Using these aspects of microtubule biology Tubulis’ Tub-tag technology introduces a highly beneficial microenvironment for site-specific and stable payload conjugation. This approach broadens the spectrum of currently possible protein-drug combinations.
“We are pleased to enter this collaboration and working closely with Tubulis on identifying novel ADC candidates,” said Sven Bahrke, Senior Director at Glycotope.
“We believe that Tubulis’ ADC discovery and development technologies add unique and innovative aspects to the field of ADC conjugation,” Bahrke added.
P5 Screening Platform
In addition to receiving access to Tubulis’ Tub-tag technology, Glycotope receives the option to evaluate the potential of Tubulis’ ADC screening platform P5.

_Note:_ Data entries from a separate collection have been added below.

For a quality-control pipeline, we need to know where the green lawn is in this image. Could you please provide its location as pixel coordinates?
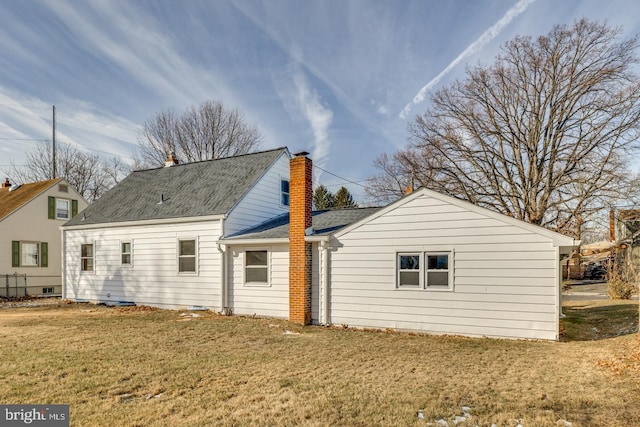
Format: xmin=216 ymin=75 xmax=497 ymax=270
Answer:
xmin=0 ymin=302 xmax=640 ymax=427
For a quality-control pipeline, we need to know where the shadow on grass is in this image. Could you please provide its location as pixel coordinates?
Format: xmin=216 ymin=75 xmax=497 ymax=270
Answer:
xmin=560 ymin=301 xmax=638 ymax=342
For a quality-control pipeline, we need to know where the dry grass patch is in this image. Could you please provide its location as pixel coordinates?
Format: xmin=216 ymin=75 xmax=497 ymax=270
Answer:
xmin=0 ymin=304 xmax=640 ymax=426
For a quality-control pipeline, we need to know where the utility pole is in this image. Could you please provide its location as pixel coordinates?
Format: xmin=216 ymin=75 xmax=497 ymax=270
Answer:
xmin=51 ymin=105 xmax=57 ymax=179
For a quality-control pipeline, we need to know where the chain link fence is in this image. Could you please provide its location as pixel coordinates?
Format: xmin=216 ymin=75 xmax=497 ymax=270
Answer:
xmin=0 ymin=273 xmax=62 ymax=298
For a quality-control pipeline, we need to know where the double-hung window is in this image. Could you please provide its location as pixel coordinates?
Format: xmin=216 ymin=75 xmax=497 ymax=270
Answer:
xmin=11 ymin=240 xmax=49 ymax=267
xmin=120 ymin=241 xmax=131 ymax=266
xmin=280 ymin=179 xmax=289 ymax=206
xmin=244 ymin=250 xmax=269 ymax=286
xmin=396 ymin=251 xmax=453 ymax=290
xmin=80 ymin=243 xmax=94 ymax=272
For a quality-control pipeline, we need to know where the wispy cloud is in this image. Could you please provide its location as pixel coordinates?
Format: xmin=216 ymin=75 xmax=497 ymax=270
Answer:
xmin=400 ymin=0 xmax=535 ymax=119
xmin=293 ymin=68 xmax=333 ymax=170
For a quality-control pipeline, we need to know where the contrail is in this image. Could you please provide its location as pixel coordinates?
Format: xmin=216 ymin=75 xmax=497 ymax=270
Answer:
xmin=400 ymin=0 xmax=535 ymax=119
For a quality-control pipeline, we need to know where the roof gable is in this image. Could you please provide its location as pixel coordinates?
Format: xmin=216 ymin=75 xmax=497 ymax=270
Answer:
xmin=65 ymin=148 xmax=288 ymax=226
xmin=0 ymin=178 xmax=62 ymax=221
xmin=335 ymin=188 xmax=580 ymax=247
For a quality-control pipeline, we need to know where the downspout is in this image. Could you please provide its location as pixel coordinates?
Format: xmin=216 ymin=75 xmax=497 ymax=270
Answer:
xmin=60 ymin=227 xmax=67 ymax=301
xmin=217 ymin=218 xmax=227 ymax=314
xmin=320 ymin=240 xmax=329 ymax=326
xmin=218 ymin=243 xmax=227 ymax=314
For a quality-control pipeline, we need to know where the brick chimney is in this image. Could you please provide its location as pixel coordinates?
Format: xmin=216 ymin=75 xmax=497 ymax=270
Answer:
xmin=289 ymin=152 xmax=313 ymax=325
xmin=164 ymin=151 xmax=180 ymax=168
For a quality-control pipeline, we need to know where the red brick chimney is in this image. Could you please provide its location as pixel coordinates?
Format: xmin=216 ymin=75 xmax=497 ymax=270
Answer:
xmin=289 ymin=152 xmax=313 ymax=325
xmin=164 ymin=151 xmax=180 ymax=168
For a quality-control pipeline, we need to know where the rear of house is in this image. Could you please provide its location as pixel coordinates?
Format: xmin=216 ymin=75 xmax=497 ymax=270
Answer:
xmin=62 ymin=149 xmax=290 ymax=311
xmin=329 ymin=189 xmax=576 ymax=340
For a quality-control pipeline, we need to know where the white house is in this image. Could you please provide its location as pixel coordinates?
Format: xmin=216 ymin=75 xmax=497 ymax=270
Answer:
xmin=63 ymin=149 xmax=578 ymax=340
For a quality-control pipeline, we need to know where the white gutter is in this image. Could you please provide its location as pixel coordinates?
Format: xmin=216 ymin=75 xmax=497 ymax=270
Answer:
xmin=320 ymin=240 xmax=329 ymax=326
xmin=63 ymin=213 xmax=227 ymax=230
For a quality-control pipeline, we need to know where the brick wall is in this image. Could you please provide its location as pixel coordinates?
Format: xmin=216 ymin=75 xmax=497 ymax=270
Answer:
xmin=289 ymin=154 xmax=312 ymax=325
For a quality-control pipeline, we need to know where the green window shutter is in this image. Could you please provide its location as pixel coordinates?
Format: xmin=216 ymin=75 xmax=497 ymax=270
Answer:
xmin=49 ymin=196 xmax=56 ymax=219
xmin=40 ymin=242 xmax=49 ymax=267
xmin=11 ymin=240 xmax=20 ymax=267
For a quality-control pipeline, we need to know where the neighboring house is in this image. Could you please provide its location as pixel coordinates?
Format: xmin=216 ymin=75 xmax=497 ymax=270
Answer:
xmin=63 ymin=149 xmax=579 ymax=340
xmin=0 ymin=178 xmax=87 ymax=296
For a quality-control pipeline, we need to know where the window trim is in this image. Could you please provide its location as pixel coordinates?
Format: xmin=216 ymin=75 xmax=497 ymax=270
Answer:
xmin=242 ymin=251 xmax=271 ymax=288
xmin=120 ymin=239 xmax=133 ymax=268
xmin=176 ymin=236 xmax=198 ymax=276
xmin=55 ymin=197 xmax=71 ymax=221
xmin=20 ymin=240 xmax=42 ymax=268
xmin=80 ymin=242 xmax=96 ymax=274
xmin=278 ymin=177 xmax=291 ymax=208
xmin=396 ymin=251 xmax=423 ymax=289
xmin=395 ymin=248 xmax=455 ymax=292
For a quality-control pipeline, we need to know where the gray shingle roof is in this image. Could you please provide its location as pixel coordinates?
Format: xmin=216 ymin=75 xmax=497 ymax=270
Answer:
xmin=65 ymin=148 xmax=287 ymax=226
xmin=224 ymin=208 xmax=381 ymax=243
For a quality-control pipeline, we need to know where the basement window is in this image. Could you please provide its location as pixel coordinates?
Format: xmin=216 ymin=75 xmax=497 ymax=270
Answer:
xmin=244 ymin=250 xmax=269 ymax=286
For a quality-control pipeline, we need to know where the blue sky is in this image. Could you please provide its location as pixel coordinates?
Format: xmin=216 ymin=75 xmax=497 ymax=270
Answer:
xmin=0 ymin=0 xmax=640 ymax=201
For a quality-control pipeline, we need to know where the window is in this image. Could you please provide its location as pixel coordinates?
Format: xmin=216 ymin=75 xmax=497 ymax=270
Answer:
xmin=396 ymin=252 xmax=453 ymax=290
xmin=11 ymin=240 xmax=49 ymax=267
xmin=120 ymin=242 xmax=131 ymax=265
xmin=398 ymin=254 xmax=420 ymax=288
xmin=80 ymin=243 xmax=93 ymax=271
xmin=20 ymin=242 xmax=40 ymax=267
xmin=56 ymin=199 xmax=70 ymax=219
xmin=425 ymin=253 xmax=449 ymax=288
xmin=178 ymin=239 xmax=196 ymax=273
xmin=280 ymin=179 xmax=289 ymax=206
xmin=244 ymin=251 xmax=269 ymax=285
xmin=48 ymin=196 xmax=78 ymax=219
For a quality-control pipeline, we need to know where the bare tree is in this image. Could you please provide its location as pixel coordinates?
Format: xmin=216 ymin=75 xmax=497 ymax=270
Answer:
xmin=137 ymin=101 xmax=262 ymax=167
xmin=370 ymin=20 xmax=640 ymax=237
xmin=11 ymin=142 xmax=130 ymax=203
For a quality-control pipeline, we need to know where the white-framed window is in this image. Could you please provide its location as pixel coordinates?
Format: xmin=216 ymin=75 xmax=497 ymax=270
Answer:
xmin=20 ymin=242 xmax=40 ymax=267
xmin=397 ymin=253 xmax=422 ymax=288
xmin=280 ymin=179 xmax=289 ymax=206
xmin=244 ymin=249 xmax=269 ymax=286
xmin=396 ymin=250 xmax=453 ymax=291
xmin=80 ymin=243 xmax=95 ymax=272
xmin=56 ymin=199 xmax=71 ymax=219
xmin=120 ymin=240 xmax=133 ymax=266
xmin=178 ymin=239 xmax=198 ymax=273
xmin=424 ymin=252 xmax=452 ymax=289
xmin=11 ymin=240 xmax=49 ymax=267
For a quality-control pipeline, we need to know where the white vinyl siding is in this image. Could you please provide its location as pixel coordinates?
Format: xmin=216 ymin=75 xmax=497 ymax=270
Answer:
xmin=329 ymin=195 xmax=559 ymax=339
xmin=65 ymin=221 xmax=221 ymax=311
xmin=228 ymin=245 xmax=289 ymax=318
xmin=224 ymin=154 xmax=289 ymax=236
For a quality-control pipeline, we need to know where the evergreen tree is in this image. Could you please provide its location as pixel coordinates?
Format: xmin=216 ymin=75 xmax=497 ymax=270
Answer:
xmin=333 ymin=187 xmax=358 ymax=209
xmin=313 ymin=185 xmax=335 ymax=210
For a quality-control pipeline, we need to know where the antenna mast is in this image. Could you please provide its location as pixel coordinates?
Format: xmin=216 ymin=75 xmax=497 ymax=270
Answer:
xmin=51 ymin=105 xmax=57 ymax=179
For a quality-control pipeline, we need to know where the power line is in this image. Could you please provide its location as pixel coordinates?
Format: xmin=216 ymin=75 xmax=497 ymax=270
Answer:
xmin=313 ymin=165 xmax=367 ymax=188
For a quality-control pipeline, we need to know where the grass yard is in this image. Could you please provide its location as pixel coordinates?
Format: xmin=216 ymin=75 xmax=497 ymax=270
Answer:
xmin=0 ymin=302 xmax=640 ymax=427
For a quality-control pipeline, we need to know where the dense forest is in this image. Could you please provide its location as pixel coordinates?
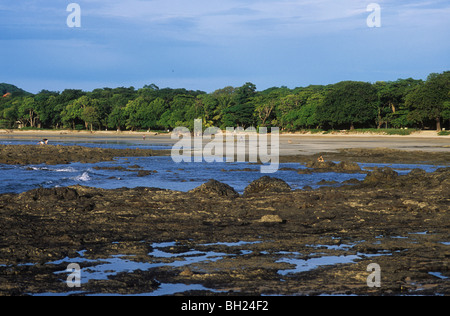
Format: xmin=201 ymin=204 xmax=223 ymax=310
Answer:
xmin=0 ymin=71 xmax=450 ymax=131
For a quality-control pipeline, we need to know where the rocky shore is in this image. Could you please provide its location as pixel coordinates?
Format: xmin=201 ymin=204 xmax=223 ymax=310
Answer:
xmin=0 ymin=145 xmax=170 ymax=165
xmin=0 ymin=165 xmax=450 ymax=295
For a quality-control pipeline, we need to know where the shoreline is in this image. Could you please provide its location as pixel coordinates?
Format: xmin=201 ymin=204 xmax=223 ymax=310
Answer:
xmin=0 ymin=129 xmax=450 ymax=138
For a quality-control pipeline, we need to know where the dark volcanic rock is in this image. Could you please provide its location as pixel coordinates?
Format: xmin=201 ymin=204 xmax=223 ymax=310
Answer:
xmin=244 ymin=176 xmax=292 ymax=195
xmin=189 ymin=180 xmax=239 ymax=197
xmin=364 ymin=167 xmax=398 ymax=184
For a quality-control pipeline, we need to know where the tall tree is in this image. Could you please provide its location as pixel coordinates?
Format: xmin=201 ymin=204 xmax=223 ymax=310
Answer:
xmin=317 ymin=81 xmax=377 ymax=129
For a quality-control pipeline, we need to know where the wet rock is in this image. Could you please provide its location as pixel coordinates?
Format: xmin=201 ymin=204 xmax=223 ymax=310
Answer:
xmin=138 ymin=170 xmax=152 ymax=178
xmin=189 ymin=180 xmax=239 ymax=197
xmin=244 ymin=176 xmax=292 ymax=195
xmin=299 ymin=161 xmax=362 ymax=173
xmin=259 ymin=215 xmax=285 ymax=224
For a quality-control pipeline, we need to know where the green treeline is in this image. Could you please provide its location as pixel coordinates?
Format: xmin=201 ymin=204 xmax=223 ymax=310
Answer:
xmin=0 ymin=71 xmax=450 ymax=131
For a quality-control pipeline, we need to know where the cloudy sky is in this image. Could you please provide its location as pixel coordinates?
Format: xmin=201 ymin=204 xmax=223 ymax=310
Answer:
xmin=0 ymin=0 xmax=450 ymax=93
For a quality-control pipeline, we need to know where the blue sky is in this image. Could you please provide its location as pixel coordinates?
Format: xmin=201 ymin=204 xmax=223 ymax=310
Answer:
xmin=0 ymin=0 xmax=450 ymax=93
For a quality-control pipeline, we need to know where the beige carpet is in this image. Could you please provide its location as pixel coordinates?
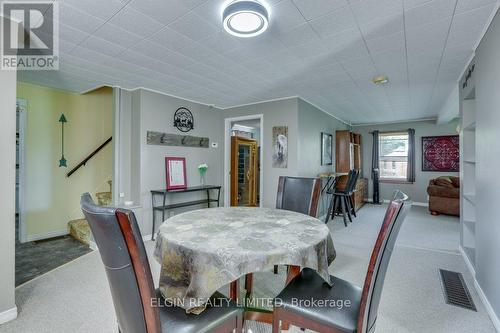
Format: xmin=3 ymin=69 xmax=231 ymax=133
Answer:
xmin=0 ymin=205 xmax=495 ymax=333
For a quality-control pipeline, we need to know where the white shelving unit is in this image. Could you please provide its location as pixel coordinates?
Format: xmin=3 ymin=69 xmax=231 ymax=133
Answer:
xmin=460 ymin=93 xmax=476 ymax=267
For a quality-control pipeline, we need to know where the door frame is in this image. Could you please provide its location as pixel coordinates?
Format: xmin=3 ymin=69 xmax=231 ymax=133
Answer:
xmin=224 ymin=114 xmax=264 ymax=207
xmin=16 ymin=98 xmax=28 ymax=243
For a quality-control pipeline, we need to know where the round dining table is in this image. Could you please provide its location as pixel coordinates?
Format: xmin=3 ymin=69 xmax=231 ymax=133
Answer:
xmin=154 ymin=207 xmax=335 ymax=313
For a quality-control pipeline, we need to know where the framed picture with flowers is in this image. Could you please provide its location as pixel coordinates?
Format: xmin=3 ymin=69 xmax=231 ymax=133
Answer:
xmin=165 ymin=157 xmax=187 ymax=191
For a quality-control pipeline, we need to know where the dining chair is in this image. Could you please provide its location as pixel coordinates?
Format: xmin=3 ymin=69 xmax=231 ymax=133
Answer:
xmin=325 ymin=170 xmax=360 ymax=227
xmin=273 ymin=191 xmax=411 ymax=333
xmin=276 ymin=176 xmax=321 ymax=217
xmin=274 ymin=176 xmax=321 ymax=274
xmin=80 ymin=193 xmax=243 ymax=333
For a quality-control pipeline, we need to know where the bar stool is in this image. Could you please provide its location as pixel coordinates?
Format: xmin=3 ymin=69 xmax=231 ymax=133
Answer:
xmin=325 ymin=170 xmax=359 ymax=227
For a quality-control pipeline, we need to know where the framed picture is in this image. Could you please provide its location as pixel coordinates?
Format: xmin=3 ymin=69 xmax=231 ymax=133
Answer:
xmin=165 ymin=157 xmax=187 ymax=190
xmin=321 ymin=132 xmax=333 ymax=165
xmin=422 ymin=135 xmax=460 ymax=172
xmin=273 ymin=126 xmax=288 ymax=168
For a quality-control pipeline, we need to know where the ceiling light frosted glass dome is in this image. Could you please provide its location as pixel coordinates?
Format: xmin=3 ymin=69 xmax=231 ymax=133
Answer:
xmin=222 ymin=0 xmax=269 ymax=37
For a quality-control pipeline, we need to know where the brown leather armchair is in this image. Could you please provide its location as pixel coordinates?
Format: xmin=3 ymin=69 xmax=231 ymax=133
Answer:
xmin=427 ymin=176 xmax=460 ymax=216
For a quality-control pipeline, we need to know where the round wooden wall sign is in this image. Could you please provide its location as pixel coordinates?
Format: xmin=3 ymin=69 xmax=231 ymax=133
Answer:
xmin=174 ymin=107 xmax=194 ymax=132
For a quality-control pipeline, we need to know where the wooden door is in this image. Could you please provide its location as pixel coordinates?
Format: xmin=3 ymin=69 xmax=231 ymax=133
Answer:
xmin=231 ymin=136 xmax=258 ymax=207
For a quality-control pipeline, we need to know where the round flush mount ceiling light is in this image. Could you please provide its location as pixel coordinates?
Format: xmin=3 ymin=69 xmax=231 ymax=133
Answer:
xmin=222 ymin=0 xmax=269 ymax=37
xmin=373 ymin=75 xmax=389 ymax=84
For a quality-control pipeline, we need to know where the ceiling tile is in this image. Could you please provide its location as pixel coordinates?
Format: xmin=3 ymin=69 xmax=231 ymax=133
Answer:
xmin=199 ymin=31 xmax=243 ymax=53
xmin=93 ymin=23 xmax=142 ymax=48
xmin=293 ymin=0 xmax=348 ymax=20
xmin=169 ymin=12 xmax=219 ymax=41
xmin=80 ymin=36 xmax=125 ymax=57
xmin=405 ymin=0 xmax=457 ymax=28
xmin=19 ymin=0 xmax=495 ymax=122
xmin=59 ymin=2 xmax=105 ymax=33
xmin=455 ymin=0 xmax=497 ymax=14
xmin=128 ymin=0 xmax=189 ymax=25
xmin=350 ymin=0 xmax=403 ymax=23
xmin=149 ymin=27 xmax=194 ymax=52
xmin=130 ymin=40 xmax=194 ymax=68
xmin=59 ymin=23 xmax=90 ymax=44
xmin=359 ymin=14 xmax=404 ymax=39
xmin=310 ymin=7 xmax=357 ymax=37
xmin=64 ymin=0 xmax=125 ymax=21
xmin=366 ymin=31 xmax=406 ymax=54
xmin=448 ymin=5 xmax=494 ymax=46
xmin=277 ymin=23 xmax=319 ymax=48
xmin=109 ymin=7 xmax=162 ymax=37
xmin=269 ymin=0 xmax=305 ymax=33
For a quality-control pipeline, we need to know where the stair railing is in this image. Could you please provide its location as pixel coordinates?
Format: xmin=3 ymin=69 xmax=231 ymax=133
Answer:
xmin=66 ymin=136 xmax=113 ymax=177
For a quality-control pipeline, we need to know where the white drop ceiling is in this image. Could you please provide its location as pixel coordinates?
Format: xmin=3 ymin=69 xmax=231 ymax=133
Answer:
xmin=13 ymin=0 xmax=497 ymax=123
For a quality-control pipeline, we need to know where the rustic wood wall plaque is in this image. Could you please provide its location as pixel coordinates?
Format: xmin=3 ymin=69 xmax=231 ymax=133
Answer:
xmin=148 ymin=131 xmax=210 ymax=148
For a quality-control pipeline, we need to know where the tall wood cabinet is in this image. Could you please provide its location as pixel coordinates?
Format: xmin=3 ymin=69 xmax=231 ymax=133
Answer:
xmin=335 ymin=130 xmax=368 ymax=210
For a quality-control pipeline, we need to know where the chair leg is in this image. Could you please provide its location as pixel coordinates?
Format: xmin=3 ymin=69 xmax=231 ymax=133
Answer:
xmin=344 ymin=197 xmax=352 ymax=223
xmin=245 ymin=273 xmax=253 ymax=301
xmin=349 ymin=196 xmax=357 ymax=217
xmin=325 ymin=194 xmax=335 ymax=224
xmin=273 ymin=308 xmax=281 ymax=333
xmin=332 ymin=194 xmax=339 ymax=220
xmin=340 ymin=198 xmax=347 ymax=227
xmin=236 ymin=315 xmax=245 ymax=333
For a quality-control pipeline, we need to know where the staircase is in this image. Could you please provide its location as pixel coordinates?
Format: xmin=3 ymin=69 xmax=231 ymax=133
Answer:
xmin=68 ymin=180 xmax=112 ymax=245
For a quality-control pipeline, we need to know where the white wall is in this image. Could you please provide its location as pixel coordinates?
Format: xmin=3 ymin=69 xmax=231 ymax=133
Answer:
xmin=115 ymin=90 xmax=224 ymax=235
xmin=298 ymin=99 xmax=347 ymax=177
xmin=473 ymin=7 xmax=500 ymax=324
xmin=0 ymin=17 xmax=17 ymax=324
xmin=353 ymin=121 xmax=459 ymax=203
xmin=223 ymin=98 xmax=298 ymax=207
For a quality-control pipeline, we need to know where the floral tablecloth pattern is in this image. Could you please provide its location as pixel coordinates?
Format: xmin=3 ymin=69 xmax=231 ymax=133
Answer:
xmin=154 ymin=207 xmax=336 ymax=313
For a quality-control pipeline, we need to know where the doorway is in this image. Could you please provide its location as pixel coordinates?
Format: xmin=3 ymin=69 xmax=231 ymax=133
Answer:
xmin=15 ymin=98 xmax=28 ymax=243
xmin=224 ymin=115 xmax=263 ymax=207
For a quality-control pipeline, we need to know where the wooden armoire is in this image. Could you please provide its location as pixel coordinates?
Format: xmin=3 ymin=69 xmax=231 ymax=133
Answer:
xmin=335 ymin=130 xmax=368 ymax=210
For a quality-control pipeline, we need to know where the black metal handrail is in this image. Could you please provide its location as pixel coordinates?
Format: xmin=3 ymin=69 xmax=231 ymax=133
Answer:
xmin=66 ymin=136 xmax=113 ymax=177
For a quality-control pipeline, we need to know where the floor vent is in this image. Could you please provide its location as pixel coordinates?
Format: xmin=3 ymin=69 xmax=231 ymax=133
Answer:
xmin=439 ymin=269 xmax=477 ymax=311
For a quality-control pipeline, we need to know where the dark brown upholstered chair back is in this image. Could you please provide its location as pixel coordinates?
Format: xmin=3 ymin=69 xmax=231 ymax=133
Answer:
xmin=276 ymin=176 xmax=321 ymax=217
xmin=358 ymin=191 xmax=412 ymax=332
xmin=81 ymin=193 xmax=161 ymax=333
xmin=347 ymin=170 xmax=359 ymax=193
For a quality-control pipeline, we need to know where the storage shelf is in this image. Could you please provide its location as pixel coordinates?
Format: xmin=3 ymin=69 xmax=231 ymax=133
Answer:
xmin=464 ymin=193 xmax=476 ymax=205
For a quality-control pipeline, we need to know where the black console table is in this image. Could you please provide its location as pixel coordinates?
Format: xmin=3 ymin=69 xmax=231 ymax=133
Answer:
xmin=151 ymin=185 xmax=222 ymax=240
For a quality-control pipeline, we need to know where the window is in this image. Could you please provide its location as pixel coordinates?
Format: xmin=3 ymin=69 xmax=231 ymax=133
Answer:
xmin=379 ymin=132 xmax=408 ymax=181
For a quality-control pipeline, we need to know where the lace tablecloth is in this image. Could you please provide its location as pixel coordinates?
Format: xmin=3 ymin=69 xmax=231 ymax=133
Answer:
xmin=154 ymin=207 xmax=335 ymax=313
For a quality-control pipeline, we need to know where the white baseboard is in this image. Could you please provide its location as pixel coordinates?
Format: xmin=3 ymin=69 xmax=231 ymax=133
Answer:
xmin=458 ymin=245 xmax=476 ymax=281
xmin=0 ymin=306 xmax=17 ymax=324
xmin=474 ymin=277 xmax=500 ymax=332
xmin=459 ymin=245 xmax=500 ymax=332
xmin=26 ymin=228 xmax=69 ymax=242
xmin=89 ymin=241 xmax=99 ymax=251
xmin=366 ymin=199 xmax=429 ymax=207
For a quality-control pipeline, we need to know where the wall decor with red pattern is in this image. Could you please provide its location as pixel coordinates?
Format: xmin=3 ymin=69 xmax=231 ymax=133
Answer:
xmin=422 ymin=135 xmax=460 ymax=172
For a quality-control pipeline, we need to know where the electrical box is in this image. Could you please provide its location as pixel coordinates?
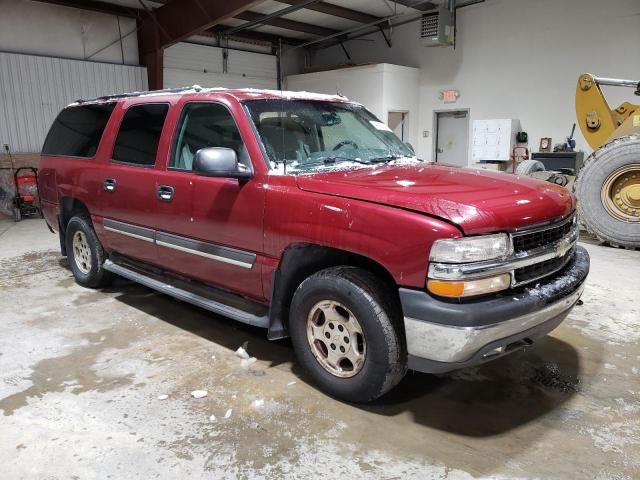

The P5 screening platform is an initial screening platform with fast conjugation to rapidly identify novel protein-drug combinations for therapeutic use. The platform is a cysteine-based conjugation method that shows an increased reaction selectivity and high chemical flexibility. It enables the fast and efficient conjugation of any antibody to any payload. The selected best combinations can then be advanced via the Tub-tag conjugation technology to create uniquely stable therapeutic candidates.
“This agreement with an experienced antibody developer in oncology enables us to further validate our advanced ADC technologies,” noted Dominik Schumacher, Tubulis’ Chief Executive Officer.
“We look forward to collaborate with the Glycotope team to create novel, uniquely stable therapeutic candidates,” he concluded.
The companies did not disclose financial terms of the collaboration.
 Fiedler W, DeDosso S, Cresta S, Weidmann J, Tessari A, Salzberg M, Dietrich B, et al. A phase I study of PankoMab-GEX, a humanised glyco-optimised monoclonal antibody to a novel tumour-specific MUC1 glycopeptide epitope in patients with advanced carcinomas. Eur J Cancer. 2016 Aug;63:55-63. doi: 10.1016/j.ejca.2016.05.003. Epub 2016 Jun 7. [Pubmed][Article]
 Research Group Tubulis. Online. Last accessed Devember 10, 2019
*A subsequent bioorthogonal reaction is used for the site-specific attachment of a payload to the protein of interest via a tubulin tyrosine ligase (TTL) catalyzed in one-step ligation.